If I asked you what was more important, experiencing Internet or experiencing the international (ie various nations) I am betting most of you might point to a few important features of each. The Internet lets us communicate, schedule, share, learn. International experience similarly is a tool for growth, a chance to network, to engage with others. You might pick one or you might say they are equal. I say, they are the same.
Ok, off the bat, no I am not saying that the Internet as a network of technical instruments and waves is actually the same as the amalgamation of state boarders that help us define “international” (though already you can see a link in the somewhat abstract way we define each). I am talking about the way we use the Internet and the usefulness of defining things as international.
Let’s start with this international I keep talking about. Truthfully we could talk about what being international and doing things in an international manner is until, well we run out of words… in every language. So let’s take a simple example. A young Canadian say, gets a passport, she travels to various countries, living, working, exploring. She pays taxes on food in Denmark, she has earned interest on savings in the US, she votes in the UK (being from the Commonwealth and all). She has lived a rather international life. Socially, economically, politically – she has been impacted by the various nations she has spent time in.
Now lets think of her, settled in a little corner of the world, it doesn’t matter where. She needs a way to connect with all her family and friends and coworkers. Enter: the Internet.
Twitter, Facebook, Skype, G+, the list goes on. These tools allow her to connect with people around the world. She flips through pictures her former Swiss roommate posts and she is back in Switzerland. She has a chat with her Dad via Skype and she is back home. Checking her Twitter feed she hops from country to country, she needs no passport. There are no laws or even social norms barring entry (for the most part, China is an obvious exception).
Now think of another girl, in another part of the world.
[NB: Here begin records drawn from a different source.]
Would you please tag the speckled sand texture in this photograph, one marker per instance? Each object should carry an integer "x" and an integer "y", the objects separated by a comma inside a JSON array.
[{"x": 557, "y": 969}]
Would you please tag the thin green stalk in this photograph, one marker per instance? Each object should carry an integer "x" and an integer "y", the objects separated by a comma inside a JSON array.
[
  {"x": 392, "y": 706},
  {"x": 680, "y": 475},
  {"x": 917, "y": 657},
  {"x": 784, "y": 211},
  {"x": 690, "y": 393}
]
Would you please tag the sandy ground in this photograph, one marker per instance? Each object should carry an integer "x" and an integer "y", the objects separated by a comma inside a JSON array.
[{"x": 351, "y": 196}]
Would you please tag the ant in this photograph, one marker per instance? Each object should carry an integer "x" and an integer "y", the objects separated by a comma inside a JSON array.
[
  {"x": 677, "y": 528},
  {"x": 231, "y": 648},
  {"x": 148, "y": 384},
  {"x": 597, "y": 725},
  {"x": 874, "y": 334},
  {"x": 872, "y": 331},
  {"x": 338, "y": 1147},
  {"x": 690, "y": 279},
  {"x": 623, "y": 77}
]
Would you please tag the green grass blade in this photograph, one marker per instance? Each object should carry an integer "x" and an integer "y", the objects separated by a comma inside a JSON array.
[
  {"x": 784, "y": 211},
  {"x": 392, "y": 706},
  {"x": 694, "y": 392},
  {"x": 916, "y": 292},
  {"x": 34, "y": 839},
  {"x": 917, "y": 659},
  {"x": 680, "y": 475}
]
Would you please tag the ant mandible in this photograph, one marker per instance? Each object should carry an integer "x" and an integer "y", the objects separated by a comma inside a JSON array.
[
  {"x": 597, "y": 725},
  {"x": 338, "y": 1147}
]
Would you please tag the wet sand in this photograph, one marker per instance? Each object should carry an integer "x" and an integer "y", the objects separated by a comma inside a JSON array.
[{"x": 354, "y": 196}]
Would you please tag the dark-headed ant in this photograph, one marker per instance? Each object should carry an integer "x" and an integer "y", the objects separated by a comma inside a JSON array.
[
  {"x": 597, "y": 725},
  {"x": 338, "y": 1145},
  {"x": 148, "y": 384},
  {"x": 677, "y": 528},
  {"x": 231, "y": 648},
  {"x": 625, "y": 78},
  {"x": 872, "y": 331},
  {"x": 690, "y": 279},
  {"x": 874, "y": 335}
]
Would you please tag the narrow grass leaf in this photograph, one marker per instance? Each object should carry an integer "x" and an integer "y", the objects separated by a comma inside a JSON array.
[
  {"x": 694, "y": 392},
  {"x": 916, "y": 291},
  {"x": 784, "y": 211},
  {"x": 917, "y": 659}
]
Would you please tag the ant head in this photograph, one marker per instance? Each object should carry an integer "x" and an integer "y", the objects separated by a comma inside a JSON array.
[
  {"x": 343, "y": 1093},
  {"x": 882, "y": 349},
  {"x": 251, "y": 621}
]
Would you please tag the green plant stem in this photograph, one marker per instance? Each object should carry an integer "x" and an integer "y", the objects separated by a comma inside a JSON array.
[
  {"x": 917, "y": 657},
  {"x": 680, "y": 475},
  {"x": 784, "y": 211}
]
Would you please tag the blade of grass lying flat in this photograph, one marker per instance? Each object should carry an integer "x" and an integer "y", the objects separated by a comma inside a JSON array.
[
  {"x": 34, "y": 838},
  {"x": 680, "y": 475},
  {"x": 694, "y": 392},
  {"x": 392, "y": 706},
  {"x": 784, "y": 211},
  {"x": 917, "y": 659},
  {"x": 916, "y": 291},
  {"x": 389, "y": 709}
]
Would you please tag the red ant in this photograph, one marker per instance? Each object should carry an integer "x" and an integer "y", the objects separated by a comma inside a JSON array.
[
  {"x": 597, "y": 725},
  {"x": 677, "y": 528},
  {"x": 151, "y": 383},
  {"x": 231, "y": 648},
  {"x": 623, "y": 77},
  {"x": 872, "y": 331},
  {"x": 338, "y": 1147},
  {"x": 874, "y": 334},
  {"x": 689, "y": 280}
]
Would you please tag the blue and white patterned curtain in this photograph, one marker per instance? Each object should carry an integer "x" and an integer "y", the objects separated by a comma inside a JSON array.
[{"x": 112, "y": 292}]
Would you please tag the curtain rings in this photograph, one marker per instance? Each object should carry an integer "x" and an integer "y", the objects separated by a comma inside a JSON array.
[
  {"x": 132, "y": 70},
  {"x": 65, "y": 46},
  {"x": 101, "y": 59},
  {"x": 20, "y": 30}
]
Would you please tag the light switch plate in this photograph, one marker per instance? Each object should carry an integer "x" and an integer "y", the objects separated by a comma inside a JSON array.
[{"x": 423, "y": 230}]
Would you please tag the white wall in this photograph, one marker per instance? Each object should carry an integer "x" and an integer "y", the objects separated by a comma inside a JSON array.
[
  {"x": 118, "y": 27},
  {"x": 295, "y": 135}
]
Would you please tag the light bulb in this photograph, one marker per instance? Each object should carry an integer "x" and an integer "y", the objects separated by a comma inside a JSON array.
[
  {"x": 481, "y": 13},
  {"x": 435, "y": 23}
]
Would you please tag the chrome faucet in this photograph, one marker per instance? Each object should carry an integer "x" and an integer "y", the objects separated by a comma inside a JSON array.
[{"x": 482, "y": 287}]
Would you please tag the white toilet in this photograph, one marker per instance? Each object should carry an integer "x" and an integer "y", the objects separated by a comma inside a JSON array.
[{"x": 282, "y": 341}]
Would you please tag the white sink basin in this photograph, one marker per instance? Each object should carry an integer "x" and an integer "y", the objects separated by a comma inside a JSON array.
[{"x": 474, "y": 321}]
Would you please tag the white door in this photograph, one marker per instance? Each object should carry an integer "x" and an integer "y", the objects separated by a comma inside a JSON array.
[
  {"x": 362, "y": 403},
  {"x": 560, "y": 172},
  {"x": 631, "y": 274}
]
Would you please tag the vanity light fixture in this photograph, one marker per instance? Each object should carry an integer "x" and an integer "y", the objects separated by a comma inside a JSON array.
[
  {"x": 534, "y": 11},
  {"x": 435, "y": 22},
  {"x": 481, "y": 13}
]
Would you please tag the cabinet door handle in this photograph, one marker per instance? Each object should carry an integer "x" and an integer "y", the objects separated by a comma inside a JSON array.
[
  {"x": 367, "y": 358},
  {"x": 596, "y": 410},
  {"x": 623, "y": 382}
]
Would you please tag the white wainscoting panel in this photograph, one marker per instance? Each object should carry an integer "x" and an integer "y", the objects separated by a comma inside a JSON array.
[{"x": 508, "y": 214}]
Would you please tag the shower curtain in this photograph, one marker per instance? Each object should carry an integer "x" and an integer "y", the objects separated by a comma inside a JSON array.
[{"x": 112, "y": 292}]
She has never owned a passport, and she has never traveled from her home town. Yet she too is online, exploring the world. She sees photos of Switzerland and talks to family in Canada. She orders specialty foods from Denmark and sends letters to the editors of UK newspapers. National boundaries are nothing to her because online she can be from anywhere or nowhere or some combination.
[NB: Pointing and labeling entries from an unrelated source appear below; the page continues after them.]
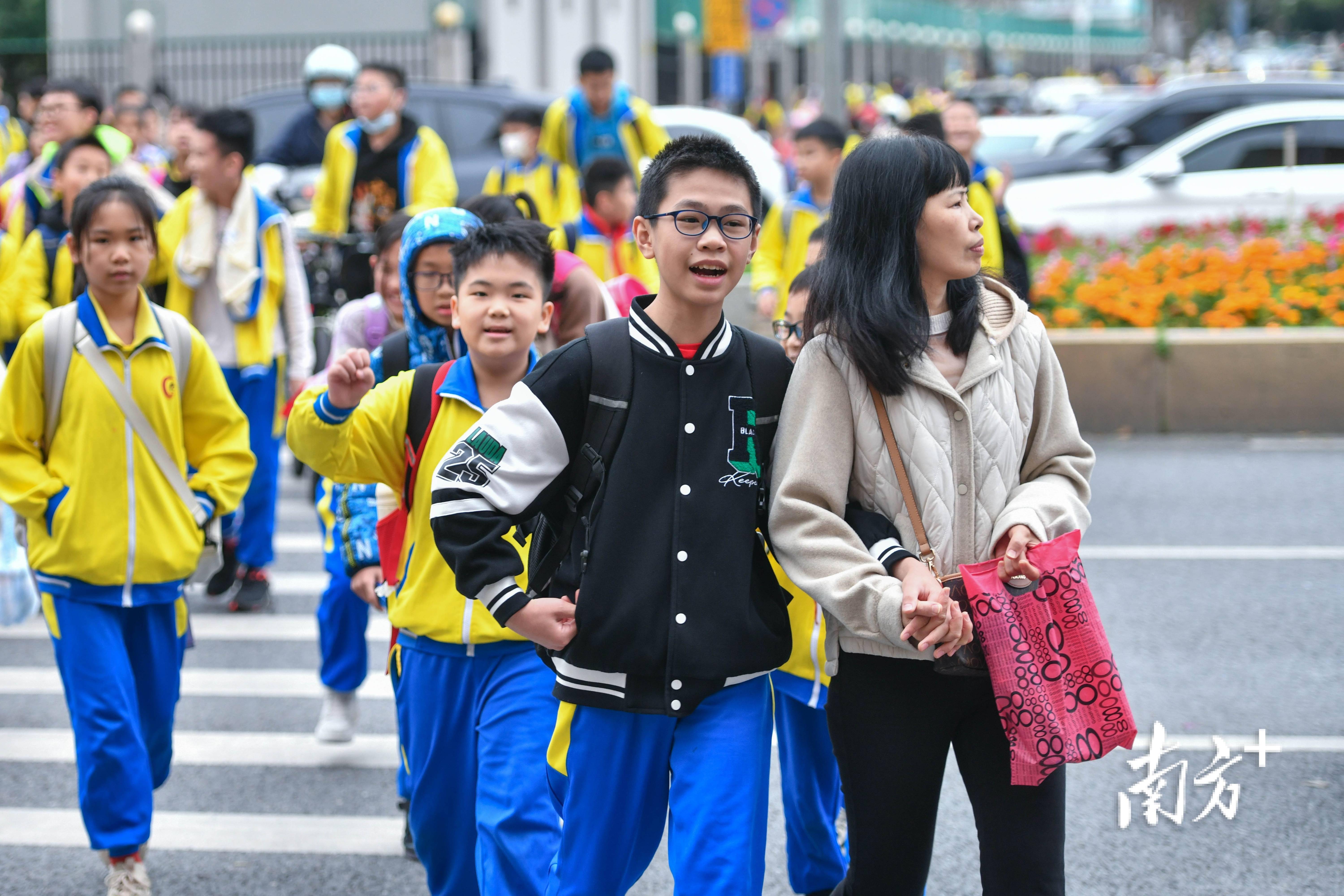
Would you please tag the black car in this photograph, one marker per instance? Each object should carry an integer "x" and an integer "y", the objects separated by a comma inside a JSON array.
[
  {"x": 467, "y": 117},
  {"x": 1131, "y": 134}
]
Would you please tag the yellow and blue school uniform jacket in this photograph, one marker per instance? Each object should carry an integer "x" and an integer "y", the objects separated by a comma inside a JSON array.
[
  {"x": 42, "y": 279},
  {"x": 592, "y": 241},
  {"x": 554, "y": 187},
  {"x": 569, "y": 125},
  {"x": 106, "y": 526},
  {"x": 425, "y": 177},
  {"x": 368, "y": 445},
  {"x": 255, "y": 334},
  {"x": 783, "y": 249}
]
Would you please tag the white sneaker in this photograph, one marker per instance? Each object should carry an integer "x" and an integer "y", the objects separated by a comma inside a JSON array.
[
  {"x": 341, "y": 713},
  {"x": 127, "y": 878}
]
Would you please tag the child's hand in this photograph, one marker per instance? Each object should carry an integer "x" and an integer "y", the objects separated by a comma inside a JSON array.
[
  {"x": 349, "y": 379},
  {"x": 546, "y": 621}
]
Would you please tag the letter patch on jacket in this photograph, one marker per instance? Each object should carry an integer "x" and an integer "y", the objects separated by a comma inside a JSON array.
[
  {"x": 743, "y": 454},
  {"x": 474, "y": 460}
]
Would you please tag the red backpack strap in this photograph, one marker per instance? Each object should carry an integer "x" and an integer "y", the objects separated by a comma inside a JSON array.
[{"x": 416, "y": 448}]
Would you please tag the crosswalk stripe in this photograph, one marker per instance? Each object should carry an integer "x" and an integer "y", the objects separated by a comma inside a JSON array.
[
  {"x": 208, "y": 683},
  {"x": 220, "y": 749},
  {"x": 220, "y": 832},
  {"x": 212, "y": 627}
]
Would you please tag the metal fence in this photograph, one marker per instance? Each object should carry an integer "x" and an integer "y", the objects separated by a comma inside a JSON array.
[{"x": 217, "y": 70}]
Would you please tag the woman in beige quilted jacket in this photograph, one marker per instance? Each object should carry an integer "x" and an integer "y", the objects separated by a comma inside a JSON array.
[{"x": 982, "y": 420}]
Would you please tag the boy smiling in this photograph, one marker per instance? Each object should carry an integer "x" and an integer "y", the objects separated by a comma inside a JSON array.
[{"x": 644, "y": 448}]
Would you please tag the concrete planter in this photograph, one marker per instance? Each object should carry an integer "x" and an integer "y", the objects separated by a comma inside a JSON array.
[{"x": 1205, "y": 381}]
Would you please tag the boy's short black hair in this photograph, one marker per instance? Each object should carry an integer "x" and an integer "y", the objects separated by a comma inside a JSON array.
[
  {"x": 830, "y": 134},
  {"x": 928, "y": 124},
  {"x": 390, "y": 232},
  {"x": 596, "y": 61},
  {"x": 693, "y": 154},
  {"x": 525, "y": 240},
  {"x": 394, "y": 73},
  {"x": 529, "y": 116},
  {"x": 604, "y": 174},
  {"x": 804, "y": 281},
  {"x": 71, "y": 146},
  {"x": 235, "y": 131},
  {"x": 84, "y": 92}
]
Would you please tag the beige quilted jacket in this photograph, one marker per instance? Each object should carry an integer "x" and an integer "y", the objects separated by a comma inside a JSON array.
[{"x": 999, "y": 449}]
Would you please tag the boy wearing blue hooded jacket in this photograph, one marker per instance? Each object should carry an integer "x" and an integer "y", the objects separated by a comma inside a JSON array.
[{"x": 472, "y": 698}]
The Internet allows her to learn and act in ways that were once reserved for international travelers, international business people, and other such privileged folk.
No longer.
Over the next little while I will be writing a series of articles examining the intersection of the Internet and the international. From legal structures to everyday habits, we will get a taste of the gaps the Internet is filling (and maybe some it is creating) in the international context.